[WIP]OSDOCS-19990: Resource fair sharing by StephenJamesSmith · Pull Request #113457 · openshift/openshift-docs

StephenJamesSmith · 2026-06-16T14:14:22Z

Admission Fair Sharing (Kueue) Integration for Multi-Tenant Resource Fairness

Version: 4.22+

Jira: https://redhat.atlassian.net/browse/OSDOCS-19990

Preview: https://113457--ocpdocs-pr.netlify.app/openshift-enterprise/latest/ai_workloads/kueue/admission-fair-sharing.html

Dev: @kannon92
QE @MaysaMacedo @anahas-redhat

openshift-ci-robot · 2026-06-16T14:14:27Z

@StephenJamesSmith: This pull request references OSDOCS-19990 which is a valid jira issue.

Warning: The referenced jira issue has an invalid target version for the target branch this PR targets: expected the story to target the "5.0.0" version, but no target version was set.

Details

In response to this:

Admission Fair Sharing (Kueue) Integration for Multi-Tenant Resource Fairness

Version: 4.22+

Jira: https://redhat.atlassian.net/browse/OSDOCS-19990

Preview:

Instructions for interacting with me using PR comments are available here. If you have questions or suggestions related to my behavior, please file an issue against the openshift-eng/jira-lifecycle-plugin repository.

ocpdocs-previewbot · 2026-06-16T14:25:39Z

🤖 Tue Jun 16 14:57:00 - Prow CI generated the docs preview:

https://113457--ocpdocs-pr.netlify.app/openshift-enterprise/latest/ai_workloads/kueue/admission-fair-sharing.html

ocpdocs-vale-bot · 2026-06-16T14:26:45Z

+
+`resourceWeights`:: Assigns weights to resources. The higher the weight, the higher the penalty.
+
+`usageHalfLifeTimeSeconds`:: The time in seconds after which the current usage will decrease by half. In other words, controls how long the past consumption should impact future admission. 


🤖 [error] RedHat.TermsErrors: Use 'for example' or 'that is' rather than 'In other words'. For more information, see RedHat.TermsErrors.

openshift-ci · 2026-06-16T14:58:38Z

@StephenJamesSmith: all tests passed!

Full PR test history. Your PR dashboard.

Details

Instructions for interacting with me using PR comments are available here. If you have questions or suggestions related to my behavior, please file an issue against the kubernetes-sigs/prow repository. I understand the commands that are listed here.

StephenJamesSmith · 2026-06-16T15:00:07Z

+
+Given this upstream limitation, isolating CPU as the sole scoring factor by setting a memory weight of `0` is a reliable approach for deterministic fair sharing behavior.
+
+The following example contains `admissionFairSharing.resourceWeights` settings for mixed CPU, memory, and GPU weights:


@MaysaMacedo Wondering if we should use the example Option A from kubernetes-sigs/kueue#10434?

We can't because that is not implemented yet.

MaysaMacedo · 2026-06-16T14:58:53Z

+. Choose the `configuration` type you want to use: 
+
+* `Default`: Uses {kueue-name} predefined values.
+* `Custom`: Uses {kueue-name} predefined values.
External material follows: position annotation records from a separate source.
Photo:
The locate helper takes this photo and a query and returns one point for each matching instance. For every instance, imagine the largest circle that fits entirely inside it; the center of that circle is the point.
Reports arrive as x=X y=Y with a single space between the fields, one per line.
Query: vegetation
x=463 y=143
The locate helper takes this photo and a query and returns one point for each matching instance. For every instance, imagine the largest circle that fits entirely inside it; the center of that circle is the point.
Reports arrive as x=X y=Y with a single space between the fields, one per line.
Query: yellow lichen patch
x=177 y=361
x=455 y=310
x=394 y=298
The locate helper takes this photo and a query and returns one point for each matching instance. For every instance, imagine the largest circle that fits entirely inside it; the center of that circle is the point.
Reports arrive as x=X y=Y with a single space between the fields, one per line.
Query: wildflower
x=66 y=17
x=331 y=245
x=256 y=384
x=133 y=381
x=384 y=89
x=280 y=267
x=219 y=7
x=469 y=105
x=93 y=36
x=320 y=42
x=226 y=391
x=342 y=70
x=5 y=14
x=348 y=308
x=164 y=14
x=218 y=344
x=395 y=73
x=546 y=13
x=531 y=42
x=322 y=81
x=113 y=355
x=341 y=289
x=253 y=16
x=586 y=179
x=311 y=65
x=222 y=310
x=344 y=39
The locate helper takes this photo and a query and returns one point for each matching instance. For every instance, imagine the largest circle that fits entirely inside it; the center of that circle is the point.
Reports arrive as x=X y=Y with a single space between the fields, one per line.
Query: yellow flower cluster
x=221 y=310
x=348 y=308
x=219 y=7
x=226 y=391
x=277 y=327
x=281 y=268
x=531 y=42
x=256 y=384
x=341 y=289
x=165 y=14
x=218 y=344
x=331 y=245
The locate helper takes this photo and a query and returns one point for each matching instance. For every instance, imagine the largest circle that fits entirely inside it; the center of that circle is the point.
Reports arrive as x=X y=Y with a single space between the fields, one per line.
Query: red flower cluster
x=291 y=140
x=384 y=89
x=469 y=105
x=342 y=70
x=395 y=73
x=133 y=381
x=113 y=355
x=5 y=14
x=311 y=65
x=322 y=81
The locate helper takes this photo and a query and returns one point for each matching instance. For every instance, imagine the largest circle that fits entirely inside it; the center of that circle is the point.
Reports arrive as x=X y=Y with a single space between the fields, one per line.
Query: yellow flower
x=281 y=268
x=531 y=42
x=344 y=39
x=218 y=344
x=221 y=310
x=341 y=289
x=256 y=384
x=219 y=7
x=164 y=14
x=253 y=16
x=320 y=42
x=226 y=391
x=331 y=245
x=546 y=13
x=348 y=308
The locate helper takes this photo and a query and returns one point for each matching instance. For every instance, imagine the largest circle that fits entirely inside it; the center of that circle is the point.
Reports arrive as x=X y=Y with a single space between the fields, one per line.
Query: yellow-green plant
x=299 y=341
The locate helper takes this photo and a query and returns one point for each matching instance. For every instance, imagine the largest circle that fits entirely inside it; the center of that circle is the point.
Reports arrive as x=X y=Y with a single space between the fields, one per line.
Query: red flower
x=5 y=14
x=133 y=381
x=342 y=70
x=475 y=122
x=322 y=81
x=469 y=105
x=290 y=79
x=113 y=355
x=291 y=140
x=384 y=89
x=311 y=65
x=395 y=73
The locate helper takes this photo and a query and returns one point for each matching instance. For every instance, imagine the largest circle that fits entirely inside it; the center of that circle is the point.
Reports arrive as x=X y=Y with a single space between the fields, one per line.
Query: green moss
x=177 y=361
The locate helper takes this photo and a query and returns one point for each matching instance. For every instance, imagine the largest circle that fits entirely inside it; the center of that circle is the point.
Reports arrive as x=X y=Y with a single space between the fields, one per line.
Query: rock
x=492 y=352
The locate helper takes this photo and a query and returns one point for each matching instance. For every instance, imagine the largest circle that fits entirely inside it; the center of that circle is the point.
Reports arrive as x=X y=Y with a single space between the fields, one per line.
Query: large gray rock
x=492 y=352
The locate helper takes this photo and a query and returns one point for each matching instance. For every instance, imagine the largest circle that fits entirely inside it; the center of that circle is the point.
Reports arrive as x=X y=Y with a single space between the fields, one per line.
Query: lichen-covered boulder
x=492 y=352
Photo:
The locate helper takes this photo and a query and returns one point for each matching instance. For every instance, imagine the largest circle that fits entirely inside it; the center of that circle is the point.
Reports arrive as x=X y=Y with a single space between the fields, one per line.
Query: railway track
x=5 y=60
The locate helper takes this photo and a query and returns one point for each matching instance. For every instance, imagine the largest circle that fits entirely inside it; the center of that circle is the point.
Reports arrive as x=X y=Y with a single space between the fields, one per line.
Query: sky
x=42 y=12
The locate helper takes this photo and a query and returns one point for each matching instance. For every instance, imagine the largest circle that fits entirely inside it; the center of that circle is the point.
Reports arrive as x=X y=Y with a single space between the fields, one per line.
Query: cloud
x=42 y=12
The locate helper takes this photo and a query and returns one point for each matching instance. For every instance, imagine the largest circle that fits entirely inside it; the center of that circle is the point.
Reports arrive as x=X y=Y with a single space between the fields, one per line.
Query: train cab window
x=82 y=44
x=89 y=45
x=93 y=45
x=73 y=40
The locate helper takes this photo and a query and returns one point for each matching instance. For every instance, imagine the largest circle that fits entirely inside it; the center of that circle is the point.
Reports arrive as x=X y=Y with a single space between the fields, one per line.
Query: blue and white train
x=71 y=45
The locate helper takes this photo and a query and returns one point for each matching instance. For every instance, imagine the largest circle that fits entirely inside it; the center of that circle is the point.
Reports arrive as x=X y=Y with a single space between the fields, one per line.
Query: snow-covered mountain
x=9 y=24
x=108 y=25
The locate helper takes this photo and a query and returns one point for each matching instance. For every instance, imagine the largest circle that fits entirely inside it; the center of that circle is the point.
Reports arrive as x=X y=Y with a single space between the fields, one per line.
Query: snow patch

Custom allows for the user to specify their own desired values.

MaysaMacedo · 2026-06-16T15:00:57Z

+
+[source,yaml]
+----
+config:


Instead we can recommend the user to use the following command to apply the default configuration:

oc patch kueue.kueue.openshift.io/cluster --type=merge -p \ '{"spec":{"config":{"admissionFairSharing":{"configuration":"Default"}}}}'

There's a small correction Stephen. The command would be:

oc patch kueue.kueue.openshift.io/cluster --type=merge -p \ '{"spec":{"config":{"admissionFairSharing":{"configuration":"Default","custom":null}}}}'

MaysaMacedo · 2026-06-16T15:03:13Z

+      configuration: Default
+----
+
+* For `Custom` configuration use the following command:


Suggested change

* For `Custom` configuration use the following command:

* For `Custom` configuration you can adapt the following command with your desired values:

Changed to "Use the following command to create a Custom configuration that applies values that you specify:"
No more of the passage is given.